Gaun pengantin berwarna putih
dengan berbagai bunga hiasan yang berdiri tegak di atas kepalanya, terlihat
sangat menawan. Hal itu semakin luar biasa ketika dipadukan dengan
kecantikannya yang sederhana namun memikat mata. Ah, sungguh beruntung aku
menemukan wanita secantik ini di masa ku yang sudah tidak muda.
Ini adalah kali pertamaku
meminang seorang wanita. Aku, dengan jas hitam dan dasi berwarna merah
dipadukan dengan songkok khas presiden pertama Republik Indonesia, hanya duduk
mematung menunggu mc membacakan acara selanjutnya. Acara inti yang dinanti-nanti.
Orang orang sekitarku terlihat
was-was, menantikan ucapan Ijab yang disampaikan oleh ayah dari mempelai wanita,
dan Qabul yang akan diteruskan olehku. Mereka takut aku akan salah dalam
mengucapkan nama sang mempelai wanita. Karena jujur saja, bagiku namanya cukup
sulit untuk diucapkan. Dengan lidahku yang sarat dengan aksen jawa, namanya
menjadi makin sulit untuk kuucapkan.
Seseorang menyelipkan kertas
kecil berisi nama lengkap dan mas kawin yang sudah disiapkan. Kertas itu
langsung kutaruh diatas meja dan kuapit dengan tangan kananku yang sedang
memegang tangan mertuaku. Lebih tepatnya, sebentar lagi akan menjadi mertua. Dan
sambil menunggu ia selesai mengucapkan dialog bagiannya, aku menghapalkan
tulisan yang ada di kertas itu.
Wus, tanganku di ayun kecil untuk
mengisyaratkan bahwa ini saatku mengucapkan dialog bagianku. Dan untungnya,
tepat sebelum tanganku di ayun, aku sudah siap. Kemudian, dua orang di
sekitarku langsung mengucap “sah” seketika saat sang penghulu menanyakannya.
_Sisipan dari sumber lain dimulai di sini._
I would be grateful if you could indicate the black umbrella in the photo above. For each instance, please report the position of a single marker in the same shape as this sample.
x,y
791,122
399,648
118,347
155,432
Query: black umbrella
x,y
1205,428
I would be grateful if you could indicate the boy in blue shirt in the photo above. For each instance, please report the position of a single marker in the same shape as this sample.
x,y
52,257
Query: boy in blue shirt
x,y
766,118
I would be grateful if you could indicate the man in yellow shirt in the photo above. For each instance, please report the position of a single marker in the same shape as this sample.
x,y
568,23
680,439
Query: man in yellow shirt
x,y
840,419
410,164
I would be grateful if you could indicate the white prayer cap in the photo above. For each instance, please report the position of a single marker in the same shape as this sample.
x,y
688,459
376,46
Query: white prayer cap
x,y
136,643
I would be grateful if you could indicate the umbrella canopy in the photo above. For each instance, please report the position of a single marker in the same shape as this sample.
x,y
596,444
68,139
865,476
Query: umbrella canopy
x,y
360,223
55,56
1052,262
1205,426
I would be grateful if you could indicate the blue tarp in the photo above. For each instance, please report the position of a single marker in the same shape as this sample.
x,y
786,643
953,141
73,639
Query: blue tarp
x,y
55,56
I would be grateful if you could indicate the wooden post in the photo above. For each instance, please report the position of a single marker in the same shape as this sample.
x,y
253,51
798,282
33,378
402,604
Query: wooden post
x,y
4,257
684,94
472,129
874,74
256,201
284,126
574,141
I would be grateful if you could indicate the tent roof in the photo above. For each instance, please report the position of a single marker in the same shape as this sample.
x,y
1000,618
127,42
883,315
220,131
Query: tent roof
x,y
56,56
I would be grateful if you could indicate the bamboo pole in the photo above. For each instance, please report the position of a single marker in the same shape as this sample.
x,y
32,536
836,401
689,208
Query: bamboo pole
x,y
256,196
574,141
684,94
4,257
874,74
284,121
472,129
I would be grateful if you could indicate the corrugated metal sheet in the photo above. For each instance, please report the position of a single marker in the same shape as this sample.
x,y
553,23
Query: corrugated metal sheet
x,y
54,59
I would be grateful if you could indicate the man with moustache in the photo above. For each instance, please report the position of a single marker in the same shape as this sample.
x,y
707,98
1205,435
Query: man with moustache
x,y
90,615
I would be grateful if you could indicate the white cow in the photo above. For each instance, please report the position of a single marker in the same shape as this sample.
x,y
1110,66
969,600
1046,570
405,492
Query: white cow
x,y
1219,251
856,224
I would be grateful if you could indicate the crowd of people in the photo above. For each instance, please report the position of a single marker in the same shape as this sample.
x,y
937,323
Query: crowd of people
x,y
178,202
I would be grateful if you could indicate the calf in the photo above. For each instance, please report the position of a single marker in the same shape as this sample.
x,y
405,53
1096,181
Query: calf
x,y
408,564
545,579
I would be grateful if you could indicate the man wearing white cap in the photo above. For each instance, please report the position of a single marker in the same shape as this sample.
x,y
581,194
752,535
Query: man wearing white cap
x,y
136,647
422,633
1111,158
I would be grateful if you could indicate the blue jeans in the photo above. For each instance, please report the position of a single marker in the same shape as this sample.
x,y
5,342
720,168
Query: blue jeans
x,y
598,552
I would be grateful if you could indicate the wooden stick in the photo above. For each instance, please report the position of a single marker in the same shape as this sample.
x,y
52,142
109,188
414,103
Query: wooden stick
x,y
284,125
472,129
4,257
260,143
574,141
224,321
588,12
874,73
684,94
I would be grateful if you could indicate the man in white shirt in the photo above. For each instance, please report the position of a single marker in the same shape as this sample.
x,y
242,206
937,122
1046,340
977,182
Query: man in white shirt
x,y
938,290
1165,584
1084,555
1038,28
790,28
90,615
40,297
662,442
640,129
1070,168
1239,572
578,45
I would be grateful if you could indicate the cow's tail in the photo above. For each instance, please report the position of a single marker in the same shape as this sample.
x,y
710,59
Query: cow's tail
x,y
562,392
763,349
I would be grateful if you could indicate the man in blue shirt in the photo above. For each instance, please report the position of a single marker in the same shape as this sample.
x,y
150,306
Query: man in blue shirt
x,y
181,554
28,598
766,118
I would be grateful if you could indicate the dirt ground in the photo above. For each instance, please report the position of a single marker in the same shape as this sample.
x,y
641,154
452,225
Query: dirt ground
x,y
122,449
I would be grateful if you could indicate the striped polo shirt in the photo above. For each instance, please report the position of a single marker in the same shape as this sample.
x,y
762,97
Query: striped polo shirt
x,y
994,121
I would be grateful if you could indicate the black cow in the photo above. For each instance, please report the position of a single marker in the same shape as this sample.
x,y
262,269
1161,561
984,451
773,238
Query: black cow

Lega rasanya. Ini kali pertama
dan terakhirku untuk melakukan semua hal ini. Tapi tidak untuk mempelai wanita.
Ini adalah kali keduanya.
Iya, dia adalah seorang janda
beranak satu. Dan satu anak ini, akan menjadi bagian hidupku yang paling luar
biasa.
***
“Ma, aku mau berangkat kerumah
temen dulu ya”
“Mau ngapain?”
“Mau belajar buat besok ma”
“Perlu dianter ayah?”
“Ayah sudah meninggal ma, Rin
bisa berangkat sendiri kok”
“Ya tapi sekarang kan sudah ada
ayah baru” dengan suara pelan menenangkan
“Ohya? Ayahku cuma satu dan
gaakan ada yang bisa gantiin ayah sendiri” sambil menantang dan dengan suara
yang tinggi.
Aku mendengar pembicaraan istriku
dan Rin dari kejauhan. Aku masuk ke dalam rumah dan ikut dalam
pembicaraan
“Kamu mau kemana nduk?”
“Aku mau ke rumah temen” acuh tak
acuh
“Biar ayah antar ya?” aku
berusaha selembut mungkin dalam mengucapkannya
“Gak usah! Aku bisa berangkat
sendiri” sambil berlalu meninggalkan aku dan istriku
“Yaudah kalo gitu, hati hati ya
nak”
Sampai di depan pintu ia berbalik
dan berseru “Apapun yang kamu lakukan, kamu gaakan pernah bisa menggantikan
ayahku!” lalu dilanjutkan dengan menutup pintu dengan keras.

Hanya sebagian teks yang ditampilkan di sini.